Pelos 40 anos da eleição de Tancredo Neve, que marcou o fim do regime militar no Brasil, o jornalista Nicolau Araújo nos oferece um conto escrito em 1983, quando ainda estudante do ensino médio, antes da candidatura de Tancredo. Ao final do texto, o jornalista nomeia a bicharada
Confira:
Em algum lugar das Américas, havia uma selva que por muito tempo fora reinada por um leão. O reino, além do rei, era comandado pelo irmão de sua majestade, o tigre, pela caduca e quase surda hiena, que transmitia à bicharada tudo o que o rei dizia, e pelo primeiro-ministro, o elefante.
A bicharada estava descontente com o rei por causa de seu ministro. Mas o elefante tinha a proteção da USA – União das Selvas Americanas. Com poderes sobre a economia do reino, o elefante permitia uma imensa exploração da USA na selva.
Um dia, o rei, queixando-se à hiena, disse:
– Sou como Nero, dos meus bichos não sinto mais é afeição!
A hiena arregalou os olhos, tropeçou em suas patas e correu rumo à rádio oficial.
– Notícia do rei! Já estou velho, diga aos bichos que haverá eleição!
A selva entrou em festa, os partidos se manifestaram, o rei teve um desmaio.
A eleição seria mantida, pois, pela tradição, a palavra real não teria volta.
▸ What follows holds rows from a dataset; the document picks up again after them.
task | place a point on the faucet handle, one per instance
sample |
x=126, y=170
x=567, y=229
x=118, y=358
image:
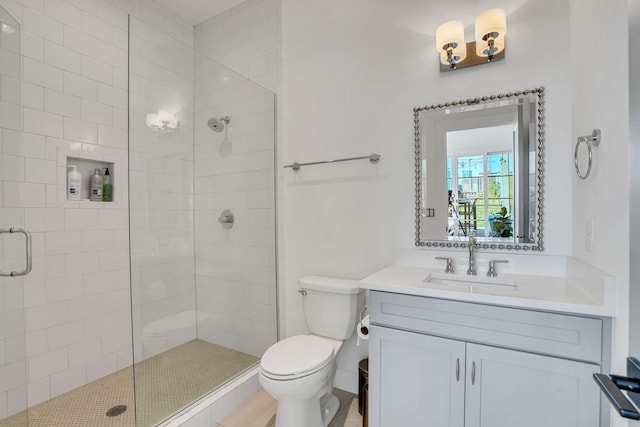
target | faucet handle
x=449, y=268
x=492, y=267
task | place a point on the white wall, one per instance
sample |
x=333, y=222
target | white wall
x=600, y=100
x=634, y=158
x=352, y=74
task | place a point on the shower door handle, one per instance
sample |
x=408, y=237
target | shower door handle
x=27, y=236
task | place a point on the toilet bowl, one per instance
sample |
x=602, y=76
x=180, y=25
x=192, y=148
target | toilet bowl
x=298, y=371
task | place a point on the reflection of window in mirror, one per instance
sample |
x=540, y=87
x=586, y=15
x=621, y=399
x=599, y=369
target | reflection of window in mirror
x=480, y=181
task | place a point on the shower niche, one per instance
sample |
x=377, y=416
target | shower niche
x=86, y=168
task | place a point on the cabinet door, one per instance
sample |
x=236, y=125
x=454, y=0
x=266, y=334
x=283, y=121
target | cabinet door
x=415, y=380
x=510, y=388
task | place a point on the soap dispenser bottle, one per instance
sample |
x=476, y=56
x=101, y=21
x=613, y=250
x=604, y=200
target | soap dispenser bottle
x=96, y=186
x=74, y=183
x=107, y=195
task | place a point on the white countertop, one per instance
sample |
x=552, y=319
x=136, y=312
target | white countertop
x=587, y=296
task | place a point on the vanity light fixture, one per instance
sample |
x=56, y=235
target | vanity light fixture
x=489, y=45
x=164, y=121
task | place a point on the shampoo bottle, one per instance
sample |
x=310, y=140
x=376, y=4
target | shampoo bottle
x=96, y=186
x=74, y=183
x=107, y=195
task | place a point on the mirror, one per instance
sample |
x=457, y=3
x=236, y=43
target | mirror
x=479, y=170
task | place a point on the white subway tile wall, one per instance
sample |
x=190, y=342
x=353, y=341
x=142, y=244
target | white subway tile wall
x=163, y=277
x=234, y=169
x=72, y=102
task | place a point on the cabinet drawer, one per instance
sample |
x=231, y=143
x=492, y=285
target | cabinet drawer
x=572, y=337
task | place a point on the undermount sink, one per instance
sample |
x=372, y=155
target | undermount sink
x=460, y=280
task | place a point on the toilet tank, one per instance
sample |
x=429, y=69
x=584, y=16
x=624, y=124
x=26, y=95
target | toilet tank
x=330, y=305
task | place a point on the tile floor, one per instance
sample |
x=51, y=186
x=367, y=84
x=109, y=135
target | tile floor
x=260, y=411
x=165, y=384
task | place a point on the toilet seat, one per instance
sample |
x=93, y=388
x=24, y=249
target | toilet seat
x=296, y=357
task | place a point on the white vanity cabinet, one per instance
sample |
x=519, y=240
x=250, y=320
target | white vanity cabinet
x=443, y=363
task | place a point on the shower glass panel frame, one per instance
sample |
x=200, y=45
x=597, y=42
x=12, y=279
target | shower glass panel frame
x=13, y=356
x=203, y=294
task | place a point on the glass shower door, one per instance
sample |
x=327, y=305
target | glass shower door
x=15, y=246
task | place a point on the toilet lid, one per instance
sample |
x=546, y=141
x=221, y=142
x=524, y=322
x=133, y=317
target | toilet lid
x=297, y=355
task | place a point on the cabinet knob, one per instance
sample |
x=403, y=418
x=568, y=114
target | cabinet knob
x=473, y=373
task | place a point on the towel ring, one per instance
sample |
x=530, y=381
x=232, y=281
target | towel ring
x=591, y=141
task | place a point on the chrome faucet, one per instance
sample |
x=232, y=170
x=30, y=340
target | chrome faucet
x=471, y=271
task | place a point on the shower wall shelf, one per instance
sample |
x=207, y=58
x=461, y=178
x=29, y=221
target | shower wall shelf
x=373, y=158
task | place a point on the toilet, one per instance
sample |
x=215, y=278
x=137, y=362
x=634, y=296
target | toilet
x=298, y=371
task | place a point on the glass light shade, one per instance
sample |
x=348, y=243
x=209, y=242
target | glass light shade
x=491, y=21
x=167, y=119
x=451, y=32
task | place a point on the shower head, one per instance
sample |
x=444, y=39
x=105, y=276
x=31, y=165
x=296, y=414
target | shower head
x=217, y=125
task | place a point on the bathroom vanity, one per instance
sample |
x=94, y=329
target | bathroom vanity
x=516, y=351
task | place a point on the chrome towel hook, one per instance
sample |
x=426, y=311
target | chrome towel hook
x=589, y=141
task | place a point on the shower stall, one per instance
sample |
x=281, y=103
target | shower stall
x=135, y=308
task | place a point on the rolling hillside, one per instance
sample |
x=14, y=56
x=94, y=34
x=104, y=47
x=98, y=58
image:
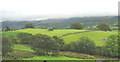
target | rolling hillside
x=60, y=22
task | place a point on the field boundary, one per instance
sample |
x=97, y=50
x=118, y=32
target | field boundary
x=73, y=33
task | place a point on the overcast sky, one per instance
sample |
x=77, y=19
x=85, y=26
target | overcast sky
x=58, y=8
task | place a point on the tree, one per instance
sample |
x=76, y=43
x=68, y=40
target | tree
x=77, y=26
x=112, y=47
x=24, y=38
x=43, y=44
x=60, y=41
x=7, y=44
x=85, y=45
x=29, y=25
x=104, y=26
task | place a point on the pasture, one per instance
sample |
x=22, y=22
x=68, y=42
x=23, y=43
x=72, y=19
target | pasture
x=96, y=36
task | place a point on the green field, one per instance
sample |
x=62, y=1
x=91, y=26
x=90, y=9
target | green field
x=96, y=36
x=50, y=33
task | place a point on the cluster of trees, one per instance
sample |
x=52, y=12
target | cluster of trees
x=87, y=46
x=42, y=44
x=101, y=26
x=45, y=45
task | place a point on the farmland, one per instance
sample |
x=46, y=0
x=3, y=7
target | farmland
x=96, y=36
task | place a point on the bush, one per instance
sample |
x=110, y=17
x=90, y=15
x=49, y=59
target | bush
x=60, y=41
x=85, y=45
x=111, y=46
x=7, y=44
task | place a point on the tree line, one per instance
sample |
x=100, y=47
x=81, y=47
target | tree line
x=46, y=45
x=101, y=26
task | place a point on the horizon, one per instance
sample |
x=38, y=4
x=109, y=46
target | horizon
x=57, y=8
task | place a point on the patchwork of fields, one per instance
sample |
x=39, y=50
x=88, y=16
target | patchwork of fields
x=96, y=36
x=72, y=36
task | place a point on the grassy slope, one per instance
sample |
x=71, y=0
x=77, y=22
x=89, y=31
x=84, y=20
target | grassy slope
x=96, y=36
x=28, y=49
x=50, y=33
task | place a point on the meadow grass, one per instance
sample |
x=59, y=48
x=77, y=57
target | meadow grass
x=50, y=33
x=53, y=58
x=23, y=47
x=96, y=36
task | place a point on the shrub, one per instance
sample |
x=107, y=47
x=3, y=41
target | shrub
x=111, y=46
x=7, y=44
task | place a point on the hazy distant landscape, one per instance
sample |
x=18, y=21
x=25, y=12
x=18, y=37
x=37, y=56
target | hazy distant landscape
x=59, y=30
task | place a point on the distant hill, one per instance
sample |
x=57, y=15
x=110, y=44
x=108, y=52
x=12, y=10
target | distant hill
x=60, y=22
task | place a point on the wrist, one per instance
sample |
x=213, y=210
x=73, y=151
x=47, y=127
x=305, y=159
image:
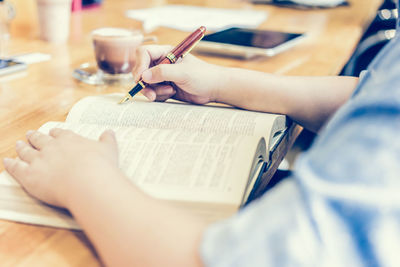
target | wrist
x=87, y=185
x=220, y=84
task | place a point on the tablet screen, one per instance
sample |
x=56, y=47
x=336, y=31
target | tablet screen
x=251, y=38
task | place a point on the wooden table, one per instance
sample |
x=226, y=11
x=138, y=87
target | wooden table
x=46, y=91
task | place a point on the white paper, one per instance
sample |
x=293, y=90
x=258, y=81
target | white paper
x=31, y=58
x=189, y=18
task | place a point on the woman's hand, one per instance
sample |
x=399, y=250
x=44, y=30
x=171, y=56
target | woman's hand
x=190, y=79
x=49, y=167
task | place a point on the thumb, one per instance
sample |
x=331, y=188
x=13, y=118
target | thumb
x=164, y=72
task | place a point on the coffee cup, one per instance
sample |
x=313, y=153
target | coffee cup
x=115, y=49
x=54, y=19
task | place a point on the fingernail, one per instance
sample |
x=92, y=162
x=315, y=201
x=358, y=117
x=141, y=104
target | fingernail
x=19, y=143
x=146, y=75
x=6, y=161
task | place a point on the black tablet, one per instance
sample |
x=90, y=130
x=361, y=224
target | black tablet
x=246, y=43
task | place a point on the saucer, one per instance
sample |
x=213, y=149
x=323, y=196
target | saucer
x=90, y=74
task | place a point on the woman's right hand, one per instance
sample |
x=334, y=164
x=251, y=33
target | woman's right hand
x=190, y=79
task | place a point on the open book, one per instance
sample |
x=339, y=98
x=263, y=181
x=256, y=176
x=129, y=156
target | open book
x=201, y=158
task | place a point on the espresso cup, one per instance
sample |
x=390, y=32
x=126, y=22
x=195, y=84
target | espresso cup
x=115, y=49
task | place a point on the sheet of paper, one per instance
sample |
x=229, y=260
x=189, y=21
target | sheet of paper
x=189, y=18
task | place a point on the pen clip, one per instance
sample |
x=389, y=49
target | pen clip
x=190, y=49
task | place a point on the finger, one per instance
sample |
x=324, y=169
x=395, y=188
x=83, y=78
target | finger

O rei e seu impiedoso ministro então bolaram um plano: o macaco se lançaria como candidato real e a eleição seria indireta. Mantendo, assim, a ideologia política detestada pelos bichos, mas favorecida à USA.
O macaco passou a fazer campanha por todo o reino, assim como o tigre, que tinha a simpatia da bicharada. Havia ainda a raposa, essa com poucas chances, mas, com inteligência e uma grande fortuna, conversava ($$$) os bichos eleitorais.
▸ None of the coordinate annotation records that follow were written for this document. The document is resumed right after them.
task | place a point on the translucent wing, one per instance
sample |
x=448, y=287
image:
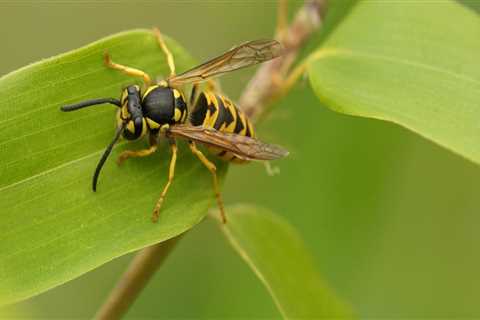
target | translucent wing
x=244, y=55
x=243, y=147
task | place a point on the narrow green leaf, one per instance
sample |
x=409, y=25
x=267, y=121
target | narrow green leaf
x=413, y=63
x=279, y=258
x=53, y=228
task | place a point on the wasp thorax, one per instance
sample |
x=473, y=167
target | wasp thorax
x=163, y=105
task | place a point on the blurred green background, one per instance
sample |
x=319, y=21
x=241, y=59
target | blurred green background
x=390, y=218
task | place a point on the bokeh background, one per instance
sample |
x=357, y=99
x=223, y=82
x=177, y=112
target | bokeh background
x=391, y=219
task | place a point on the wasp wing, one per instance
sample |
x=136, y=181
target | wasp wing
x=243, y=147
x=247, y=54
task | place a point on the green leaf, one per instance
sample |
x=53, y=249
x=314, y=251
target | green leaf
x=412, y=63
x=277, y=255
x=53, y=228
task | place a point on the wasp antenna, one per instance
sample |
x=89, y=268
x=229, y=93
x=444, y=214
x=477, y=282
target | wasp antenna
x=88, y=103
x=105, y=156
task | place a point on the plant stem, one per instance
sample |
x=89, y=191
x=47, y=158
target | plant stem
x=139, y=272
x=267, y=85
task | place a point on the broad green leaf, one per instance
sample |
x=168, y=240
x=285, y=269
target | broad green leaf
x=279, y=258
x=53, y=228
x=414, y=63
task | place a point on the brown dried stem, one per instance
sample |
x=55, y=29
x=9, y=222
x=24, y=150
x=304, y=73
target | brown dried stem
x=271, y=80
x=139, y=272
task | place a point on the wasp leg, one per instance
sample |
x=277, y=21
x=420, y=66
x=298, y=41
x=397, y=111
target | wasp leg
x=213, y=169
x=166, y=51
x=138, y=153
x=171, y=174
x=282, y=19
x=127, y=70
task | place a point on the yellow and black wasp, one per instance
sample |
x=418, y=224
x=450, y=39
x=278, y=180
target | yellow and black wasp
x=160, y=109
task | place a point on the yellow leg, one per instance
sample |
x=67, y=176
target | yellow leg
x=171, y=174
x=166, y=51
x=127, y=70
x=213, y=169
x=282, y=19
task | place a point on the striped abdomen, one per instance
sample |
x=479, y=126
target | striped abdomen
x=215, y=111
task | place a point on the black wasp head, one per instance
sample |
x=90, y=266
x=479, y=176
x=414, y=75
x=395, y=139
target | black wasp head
x=131, y=113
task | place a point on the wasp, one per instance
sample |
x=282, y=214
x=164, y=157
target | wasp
x=160, y=109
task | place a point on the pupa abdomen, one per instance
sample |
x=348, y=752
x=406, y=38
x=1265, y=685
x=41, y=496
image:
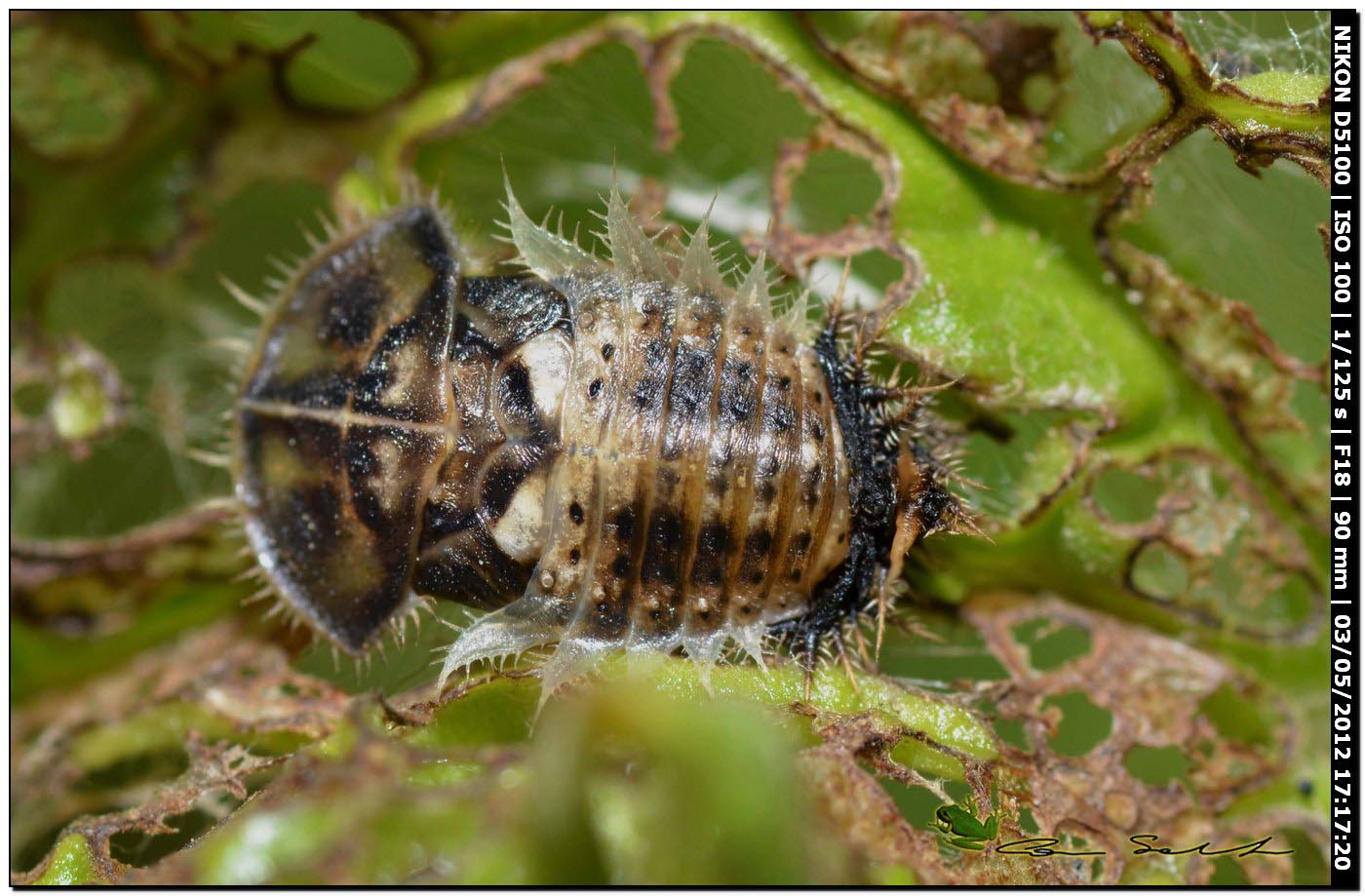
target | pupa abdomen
x=604, y=453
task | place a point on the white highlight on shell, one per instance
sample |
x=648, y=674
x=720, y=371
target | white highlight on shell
x=521, y=530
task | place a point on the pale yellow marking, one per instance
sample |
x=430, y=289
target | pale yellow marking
x=521, y=530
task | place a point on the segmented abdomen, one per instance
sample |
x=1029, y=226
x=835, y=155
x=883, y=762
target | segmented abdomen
x=700, y=490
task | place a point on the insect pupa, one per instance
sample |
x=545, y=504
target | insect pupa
x=604, y=453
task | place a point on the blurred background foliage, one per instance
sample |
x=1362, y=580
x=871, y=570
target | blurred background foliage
x=1123, y=286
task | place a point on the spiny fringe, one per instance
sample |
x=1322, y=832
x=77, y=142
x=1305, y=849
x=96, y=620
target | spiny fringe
x=632, y=254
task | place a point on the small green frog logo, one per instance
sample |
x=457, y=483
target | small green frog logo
x=959, y=827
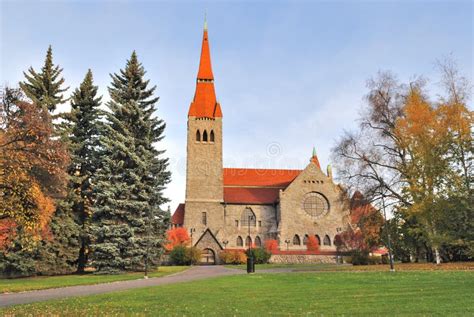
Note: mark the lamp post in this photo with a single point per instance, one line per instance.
(192, 230)
(250, 262)
(392, 269)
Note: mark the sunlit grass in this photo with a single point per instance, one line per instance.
(441, 293)
(455, 266)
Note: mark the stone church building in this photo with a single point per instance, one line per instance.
(223, 205)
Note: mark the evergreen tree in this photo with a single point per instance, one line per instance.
(127, 222)
(83, 144)
(45, 88)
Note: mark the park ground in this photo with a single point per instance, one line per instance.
(415, 289)
(45, 282)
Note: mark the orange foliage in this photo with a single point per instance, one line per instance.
(312, 244)
(32, 170)
(271, 245)
(177, 236)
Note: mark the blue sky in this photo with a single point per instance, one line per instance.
(288, 74)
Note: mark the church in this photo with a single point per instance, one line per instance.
(232, 208)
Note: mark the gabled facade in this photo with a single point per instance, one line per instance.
(223, 204)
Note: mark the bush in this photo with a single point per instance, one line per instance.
(181, 255)
(375, 260)
(360, 257)
(271, 245)
(260, 255)
(233, 257)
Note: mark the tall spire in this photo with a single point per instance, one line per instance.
(204, 104)
(314, 158)
(205, 68)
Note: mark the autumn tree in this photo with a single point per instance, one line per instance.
(31, 174)
(45, 88)
(414, 154)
Em suas andanças, o macaco chegou ao deserto. Lá, recebeu críticas do falante papagaio.
O rei dizia:
– É apenas um falante papagaio de areia quente!
A hiena repetia:
– É apenas um papagaio cearense! Essa já falava o que não sabia. Ou sabia?
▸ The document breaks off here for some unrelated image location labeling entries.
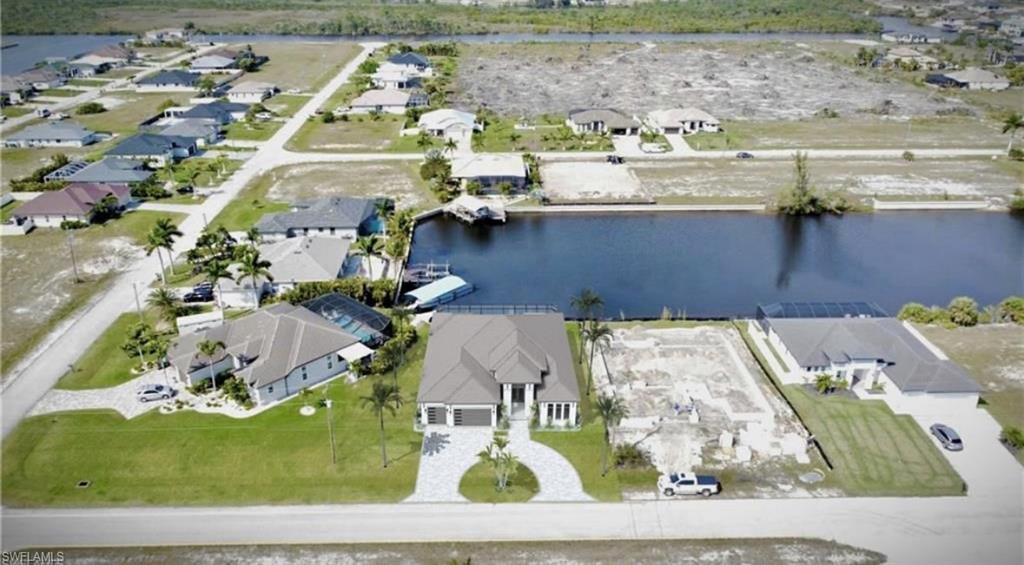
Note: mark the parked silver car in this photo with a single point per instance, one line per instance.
(947, 437)
(154, 392)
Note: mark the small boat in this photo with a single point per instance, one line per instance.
(439, 292)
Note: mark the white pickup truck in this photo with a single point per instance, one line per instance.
(688, 483)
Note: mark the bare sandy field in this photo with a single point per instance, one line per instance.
(759, 81)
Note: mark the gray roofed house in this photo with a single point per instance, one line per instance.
(602, 120)
(223, 113)
(155, 147)
(52, 134)
(879, 357)
(477, 362)
(169, 80)
(202, 130)
(336, 216)
(109, 170)
(276, 351)
(305, 259)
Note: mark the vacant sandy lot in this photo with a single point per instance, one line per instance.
(758, 81)
(684, 387)
(392, 179)
(761, 178)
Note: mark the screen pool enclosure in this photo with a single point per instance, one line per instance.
(351, 315)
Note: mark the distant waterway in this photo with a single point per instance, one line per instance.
(723, 264)
(28, 50)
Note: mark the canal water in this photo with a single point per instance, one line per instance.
(723, 264)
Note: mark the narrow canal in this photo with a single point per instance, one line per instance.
(723, 264)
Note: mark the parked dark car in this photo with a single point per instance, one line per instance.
(947, 437)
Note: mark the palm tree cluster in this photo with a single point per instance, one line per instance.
(502, 461)
(162, 236)
(589, 305)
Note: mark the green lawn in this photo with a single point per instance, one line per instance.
(249, 206)
(583, 447)
(873, 451)
(104, 363)
(89, 83)
(478, 485)
(278, 457)
(259, 131)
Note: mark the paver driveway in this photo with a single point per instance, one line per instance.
(443, 464)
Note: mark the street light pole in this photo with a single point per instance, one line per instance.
(71, 248)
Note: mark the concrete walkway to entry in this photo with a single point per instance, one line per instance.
(558, 479)
(440, 473)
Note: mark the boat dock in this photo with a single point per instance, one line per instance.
(472, 209)
(422, 273)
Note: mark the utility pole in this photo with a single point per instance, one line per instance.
(330, 425)
(71, 248)
(138, 305)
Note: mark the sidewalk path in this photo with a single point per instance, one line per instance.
(41, 370)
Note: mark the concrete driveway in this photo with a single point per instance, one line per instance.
(448, 453)
(985, 465)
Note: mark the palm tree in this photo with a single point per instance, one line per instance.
(154, 243)
(612, 410)
(167, 302)
(587, 304)
(254, 267)
(383, 398)
(215, 270)
(597, 334)
(369, 247)
(1013, 123)
(209, 348)
(166, 232)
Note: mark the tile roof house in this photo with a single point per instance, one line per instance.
(336, 217)
(154, 147)
(250, 92)
(971, 79)
(73, 203)
(223, 113)
(211, 63)
(479, 367)
(602, 121)
(875, 355)
(491, 170)
(276, 351)
(682, 121)
(107, 170)
(387, 100)
(51, 134)
(204, 131)
(304, 259)
(448, 122)
(169, 81)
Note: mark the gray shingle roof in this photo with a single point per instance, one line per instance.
(337, 212)
(112, 170)
(151, 144)
(911, 365)
(469, 356)
(65, 130)
(275, 341)
(182, 78)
A eleição estava próxima. O rei, contente, gabava-se à hiena:
– Estarei no poder de novo. A eleição será quieta!
Novamente, a hiena arregalou os olhos, tropeçou em suas patas e correu rumo à rádio oficial.
– Notícia do rei! Entregarei o poder ao povo, a eleição será direta!
Rapidamente, a selva se fechou. Como toda ave de rapina, tive o olho clínico para fugir. Antes da fuga, vi a hiena como prato real. E a última notícia que tive sobre a eleição foi que deu zebra.
Anotações: presidente Figueiredo (leão), vice-presidente Aureliano Chaves (tigre), ministro Delfim Netto (elefante), porta-voz Carlos Átila (hiena, quase sempre era desautorizado por Figueiredo), Mário Andreazza (Macaco, a pré-candidatura não vingou), Raposa (Paulo Maluf, disputou com Tancredo), Papagaio (Gonzaga Mota, governador no Nordeste, da areia quente).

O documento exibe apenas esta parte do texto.